I worked with a man who is a procrastinator. It affected his performance and how he was seen by the higher-ups where we worked. He made repeated vows to get it together but never could seem to do it. Tried stimulants, hypnosis, and other things. He thought of himself as lazy. That he could just use his willpower to change. And, failed time after time. There was something so painful, that to change himself was quite frightening.

If someone had confronted me (or Sam) with the underlying facts, I’d have told you that you were crazy. But that’d have my conscious mind speaking.

Examples are endless. There are as many as there are unconscious stories and fears. Yet, most of you can’t accept that it plays such a profound role in stopping change. Maybe, like I was, you’re afraid that believing in it, your worst fears about yourself will be confirmed.

Can You Really Change?

Jeff Olsen writes in The Slight Edge:

“Having a dream is not always a matter of all roses and sweetness; ambitions and desires can be uncomfortable, even painful.”

Are you one of the millions that would rather distract themselves from their goals by using food, wine, bad reality TV, you name it? Do you want to medicate yourself rather than admit a dream and never see it come true.

How do I know?

I’ve done my share of life coaching with abused women. I have worked intimately with dozens of them over the past several years. Thus, I’ve seen things and learned things.

For example, here’s something I know. The “successful” ones, you know, the ones that set and reached goals, are no better than you. They weren’t more talented, nor did they have more self-disciplined.

They did the inner work first. And so do you.

The only difference between people who achieve goals and people who do not is mindset.

What Can You do?

Here are some tweaks you can apply:

Pay Close Attention to Your Why

Are your goals for you or about you? Are you using goals to prove a point, imitate someone else, or show your competence?

I’d call those “bad” goals. Even thinking about these goals will compel you to suck on Margaritas (or your fave drink) while surfing for a new coach.

Your goals should be for you. They should feel energizing, exciting and challenging. They need to make you stretch and grow.

Say No to Black-White Thinking

This type of thinking is a total goal killer. It will sabotage the long-term work you do to reach your goals. Every. Single. Time.

Don’t fall for the trap. Like I found out, you are never either “on” or “off” a diet. Never following/not following a financial plan or any other kind of routine.

When you get derailed, figure out what went wrong and course-correct.

Plant, Harvest And Cultivate

Farmers get it. But, most of you haven’t experienced the cycle of planting crops first-hand.

With goal is like planting a crop. You can’t go directly from planting to harvesting. You have to learn cultivate your goal. There isn’t any such thing as instant gratification, either in having a crop or in getting your goals. You have to work them.

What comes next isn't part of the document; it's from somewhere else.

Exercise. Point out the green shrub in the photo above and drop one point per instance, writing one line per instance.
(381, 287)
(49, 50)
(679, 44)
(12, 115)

Perfectionism Is a Form of Procrastination

Take it from Elizabeth Gilbert,

“Finish your sloppy-ass novel, your irritating painting, your not-what-you-had-hoped-for poem, your disappointing song, your lame dance, your boring play.”

Done is better than good.

If you wait to create the “perfect” plan, or wait until your book/product/[insert your thing here] is “perfect,” you’ll guarantee the goal never sees the light of day.

Perfect doesn’t exist.

Fail Faster

Failure is the only option when reaching your goals.

You’ve got to overcome your fear of failure. Any mistake you make on the way is the feedback you needed to get.

Ever see a baby try to learn how to crawl, stand, walk? They understand this, adults usually don’t. You gotta fall, a lot, to learn how to walk.

How Do You Change?

No, you don’t to go into 10 years of psychoanalysis.

You must start understanding what it is that makes you really tick. And, have compassion for yourself as you try to understand what really motivates your behavior.  When you hit one of your walls, understand where it comes from and how it makes you safe. Then and only then will you be able to make a change.

Just remember, until you do this, your New Year resolutions aren’t going to work.